El desvarío catalán ha puesto a los nacionalismos ante sus límites, que no son sólo jurídicos sino que se encuentran tanto en el pluralismo de las sociedades como en un marco institucional y económico de integración europea que establece un coste insoportable para cualquier proceso unilateral de secesión.

Comparado con el ‘procés’, la propuesta del PNV gana en su apariencia de moderación y el esfuerzo por legitimarla no sólo acudiendo a normas constitucionales y estatutarias –las Disposiciones Adicionales Primera y única, respectivamente– sino en el resultado ‘confederal’ que se derivaría. Alguien como el lehendakari Urkullu, que llegó a definir los terroristas como «personas que se relacionan en negativo con los derechos humanos», es lógico que cuide de que su partido no airee vieja retórica tremendista al plantear de este tema. Como no se habla de unilateralidad, ni de secesión, y cita preceptos constitucionales, insiste en el pacto y se refiere a una futura relación confederal entre el País Vasco y España como resultado del proceso, la propuesta nacionalista ha suscitado reacciones muy benévolas que tienden a subrayar las diferencias entre las conclusiones del PNV sobre el autogobierno vasco y la actuación de sus parientes catalanes en busca de una ruptura frontal de España, con esperanzas –ya se ha visto hasta qué punto infundadas– de algún tipo de reconocimiento internacional.

Sin embargo, hay pocas novedades en las conclusiones del PNV, si es que hay alguna más allá del tono más cauteloso de lo habitual.
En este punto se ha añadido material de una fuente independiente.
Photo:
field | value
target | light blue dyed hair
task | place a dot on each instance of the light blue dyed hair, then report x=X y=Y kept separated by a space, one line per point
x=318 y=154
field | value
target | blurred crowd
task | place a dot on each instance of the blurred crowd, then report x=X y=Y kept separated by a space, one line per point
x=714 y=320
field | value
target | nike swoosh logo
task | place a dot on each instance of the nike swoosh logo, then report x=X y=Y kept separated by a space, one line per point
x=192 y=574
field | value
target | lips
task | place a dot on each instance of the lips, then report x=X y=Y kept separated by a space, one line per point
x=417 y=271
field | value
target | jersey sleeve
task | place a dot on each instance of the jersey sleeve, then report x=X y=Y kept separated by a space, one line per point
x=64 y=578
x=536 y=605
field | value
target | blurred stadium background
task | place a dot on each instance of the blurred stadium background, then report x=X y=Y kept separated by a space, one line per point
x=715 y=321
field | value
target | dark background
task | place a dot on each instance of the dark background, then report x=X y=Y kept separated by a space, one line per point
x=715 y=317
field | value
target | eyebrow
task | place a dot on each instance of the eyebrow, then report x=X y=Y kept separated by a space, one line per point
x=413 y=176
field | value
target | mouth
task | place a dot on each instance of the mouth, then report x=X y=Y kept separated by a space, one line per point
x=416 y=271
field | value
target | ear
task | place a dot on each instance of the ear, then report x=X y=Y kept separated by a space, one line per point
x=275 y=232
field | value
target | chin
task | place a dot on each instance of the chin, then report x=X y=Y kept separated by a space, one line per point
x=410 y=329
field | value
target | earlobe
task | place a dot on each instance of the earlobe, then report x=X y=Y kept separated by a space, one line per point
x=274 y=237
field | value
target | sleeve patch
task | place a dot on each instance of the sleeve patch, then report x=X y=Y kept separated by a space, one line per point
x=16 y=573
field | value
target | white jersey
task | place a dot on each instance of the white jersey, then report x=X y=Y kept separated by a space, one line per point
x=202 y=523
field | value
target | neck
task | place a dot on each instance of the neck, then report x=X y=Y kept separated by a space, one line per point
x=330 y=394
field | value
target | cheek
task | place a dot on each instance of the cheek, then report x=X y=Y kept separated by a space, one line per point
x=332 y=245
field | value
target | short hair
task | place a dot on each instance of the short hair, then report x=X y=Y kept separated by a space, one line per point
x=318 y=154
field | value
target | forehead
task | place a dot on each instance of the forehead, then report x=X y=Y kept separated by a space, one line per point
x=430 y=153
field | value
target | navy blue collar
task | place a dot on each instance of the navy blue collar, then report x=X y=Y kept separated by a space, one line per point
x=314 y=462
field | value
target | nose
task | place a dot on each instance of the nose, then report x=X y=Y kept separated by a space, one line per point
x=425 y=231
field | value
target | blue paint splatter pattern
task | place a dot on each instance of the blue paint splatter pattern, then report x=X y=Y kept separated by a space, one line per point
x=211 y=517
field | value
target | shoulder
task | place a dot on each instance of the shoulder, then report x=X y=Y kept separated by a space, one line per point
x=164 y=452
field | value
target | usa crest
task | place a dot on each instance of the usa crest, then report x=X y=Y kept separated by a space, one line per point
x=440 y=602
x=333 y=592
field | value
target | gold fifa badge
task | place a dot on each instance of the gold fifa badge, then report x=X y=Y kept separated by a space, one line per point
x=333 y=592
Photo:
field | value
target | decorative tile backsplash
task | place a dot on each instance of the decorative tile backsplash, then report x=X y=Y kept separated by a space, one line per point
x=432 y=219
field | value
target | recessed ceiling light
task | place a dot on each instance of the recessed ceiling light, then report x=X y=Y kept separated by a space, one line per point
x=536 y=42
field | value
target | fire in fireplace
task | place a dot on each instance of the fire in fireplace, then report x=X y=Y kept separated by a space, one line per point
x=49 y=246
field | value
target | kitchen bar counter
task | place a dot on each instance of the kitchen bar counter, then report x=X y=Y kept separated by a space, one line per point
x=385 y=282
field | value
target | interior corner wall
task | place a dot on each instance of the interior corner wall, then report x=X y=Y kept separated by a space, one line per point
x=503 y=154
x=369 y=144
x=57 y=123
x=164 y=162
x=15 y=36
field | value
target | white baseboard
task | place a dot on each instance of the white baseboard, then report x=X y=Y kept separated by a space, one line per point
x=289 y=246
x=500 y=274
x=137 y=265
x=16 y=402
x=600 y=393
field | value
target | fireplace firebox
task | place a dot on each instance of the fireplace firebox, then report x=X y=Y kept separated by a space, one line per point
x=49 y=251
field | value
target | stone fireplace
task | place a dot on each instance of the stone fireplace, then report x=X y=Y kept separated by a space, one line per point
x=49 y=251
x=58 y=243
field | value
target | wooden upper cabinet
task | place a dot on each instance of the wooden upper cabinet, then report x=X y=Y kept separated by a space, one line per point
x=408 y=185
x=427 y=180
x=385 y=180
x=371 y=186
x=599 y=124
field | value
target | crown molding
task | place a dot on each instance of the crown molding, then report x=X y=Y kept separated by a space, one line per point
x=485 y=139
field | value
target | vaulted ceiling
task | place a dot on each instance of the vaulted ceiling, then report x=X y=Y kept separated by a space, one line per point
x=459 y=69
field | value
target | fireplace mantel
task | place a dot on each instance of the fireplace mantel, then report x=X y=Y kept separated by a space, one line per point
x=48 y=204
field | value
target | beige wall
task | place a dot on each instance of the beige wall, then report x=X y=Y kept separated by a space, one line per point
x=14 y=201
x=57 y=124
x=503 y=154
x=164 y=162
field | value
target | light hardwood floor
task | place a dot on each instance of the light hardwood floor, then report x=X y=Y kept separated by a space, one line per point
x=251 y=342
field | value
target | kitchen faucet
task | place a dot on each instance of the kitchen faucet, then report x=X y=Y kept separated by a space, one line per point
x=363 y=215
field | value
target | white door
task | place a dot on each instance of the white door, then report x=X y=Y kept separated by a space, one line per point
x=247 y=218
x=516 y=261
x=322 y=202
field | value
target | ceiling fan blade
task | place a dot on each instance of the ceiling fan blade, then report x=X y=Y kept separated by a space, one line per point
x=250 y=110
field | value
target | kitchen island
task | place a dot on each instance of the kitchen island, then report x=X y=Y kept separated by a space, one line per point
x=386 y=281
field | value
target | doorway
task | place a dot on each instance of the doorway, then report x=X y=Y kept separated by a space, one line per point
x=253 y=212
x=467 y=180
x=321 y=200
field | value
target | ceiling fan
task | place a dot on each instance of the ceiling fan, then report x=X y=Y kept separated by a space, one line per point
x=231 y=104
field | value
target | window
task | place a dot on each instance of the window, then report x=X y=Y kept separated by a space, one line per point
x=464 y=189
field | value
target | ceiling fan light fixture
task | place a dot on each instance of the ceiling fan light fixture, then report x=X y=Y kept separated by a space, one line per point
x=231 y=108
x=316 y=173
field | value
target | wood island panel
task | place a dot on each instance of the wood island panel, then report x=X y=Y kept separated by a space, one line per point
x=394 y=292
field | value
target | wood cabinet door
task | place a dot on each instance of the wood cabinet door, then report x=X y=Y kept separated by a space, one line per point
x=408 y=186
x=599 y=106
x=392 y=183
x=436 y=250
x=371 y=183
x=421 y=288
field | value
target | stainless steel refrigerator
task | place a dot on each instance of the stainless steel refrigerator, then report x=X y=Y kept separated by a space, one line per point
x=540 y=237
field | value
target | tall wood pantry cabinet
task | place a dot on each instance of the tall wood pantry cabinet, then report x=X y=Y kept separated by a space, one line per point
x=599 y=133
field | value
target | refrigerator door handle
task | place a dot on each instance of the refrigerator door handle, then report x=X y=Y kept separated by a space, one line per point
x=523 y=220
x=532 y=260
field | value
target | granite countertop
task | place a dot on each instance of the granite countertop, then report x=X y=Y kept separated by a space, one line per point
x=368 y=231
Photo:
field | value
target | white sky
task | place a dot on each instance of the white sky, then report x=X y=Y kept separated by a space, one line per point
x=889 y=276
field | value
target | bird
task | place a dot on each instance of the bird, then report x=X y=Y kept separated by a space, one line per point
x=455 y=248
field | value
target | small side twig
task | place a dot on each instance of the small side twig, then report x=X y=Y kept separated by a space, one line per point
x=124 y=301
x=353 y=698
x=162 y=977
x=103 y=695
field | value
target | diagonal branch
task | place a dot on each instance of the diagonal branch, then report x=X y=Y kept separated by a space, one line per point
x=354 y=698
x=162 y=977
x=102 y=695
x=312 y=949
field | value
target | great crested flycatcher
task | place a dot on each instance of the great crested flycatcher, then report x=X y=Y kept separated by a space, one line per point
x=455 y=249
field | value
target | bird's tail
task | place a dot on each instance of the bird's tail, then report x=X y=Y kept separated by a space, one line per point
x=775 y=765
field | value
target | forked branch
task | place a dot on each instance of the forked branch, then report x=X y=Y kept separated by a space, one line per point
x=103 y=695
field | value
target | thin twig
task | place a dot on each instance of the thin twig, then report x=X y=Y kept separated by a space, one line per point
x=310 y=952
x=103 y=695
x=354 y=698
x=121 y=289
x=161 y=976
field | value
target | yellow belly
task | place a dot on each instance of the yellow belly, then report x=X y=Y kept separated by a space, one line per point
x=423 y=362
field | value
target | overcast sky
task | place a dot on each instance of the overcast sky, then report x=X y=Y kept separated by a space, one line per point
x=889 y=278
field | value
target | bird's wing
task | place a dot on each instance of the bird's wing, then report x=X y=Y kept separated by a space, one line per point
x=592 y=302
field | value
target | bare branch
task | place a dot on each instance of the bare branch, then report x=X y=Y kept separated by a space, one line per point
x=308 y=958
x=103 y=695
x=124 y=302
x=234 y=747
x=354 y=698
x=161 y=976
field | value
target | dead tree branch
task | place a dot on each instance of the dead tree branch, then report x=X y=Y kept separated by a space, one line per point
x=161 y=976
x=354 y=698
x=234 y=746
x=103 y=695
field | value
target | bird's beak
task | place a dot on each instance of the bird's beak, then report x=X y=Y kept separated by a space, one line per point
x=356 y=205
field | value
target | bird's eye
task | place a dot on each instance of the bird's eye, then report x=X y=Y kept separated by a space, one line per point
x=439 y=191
Pedir el reconocimiento del derecho autodeterminación y a cambio ofrecer al Estado una moratoria para su ejercicio de 10, 15 o 20 años es algo que Xabier Arzalluz explicaba a todo el que le quería escuchar. Recurrir de nuevo a la Disposición Adicional Primera de la Constitución como si esta fuera la chistera del mago de la que todo puede extraerse o utilizarla como una cláusula mediante la cual la Constitución admitiría su propia ruptura invocando los derechos históricos, tampoco es que sea noticia bomba en el acervo doctrinal del nacionalismo. Y esa fórmula confederal de relación por mucho que se vincule a la idea apacible de pacto es una alteración radical del marco constitucional que, desde luego, no es posible proponer como una reforma estatutaria. Ahí es donde el derecho a decidir reclamado se convierte en un juego de suma cero inaceptable según el cual todo el poder de decisión que se quiere atribuir a un sujeto más allá de su ámbito propio –en este caso la comunidad autónoma–, es el poder de decisión que tendría que perder el sujeto político soberano que no es otro que el conjunto de los ciudadnos españoles, vascos incluidos. El PNV haría bien en pensárselo antes de volver a meter a la sociedad vasca en el bucle soberanista cuyas consecuencias, por experiencia propia y ajena, nos resultan demasiado bien conocidas.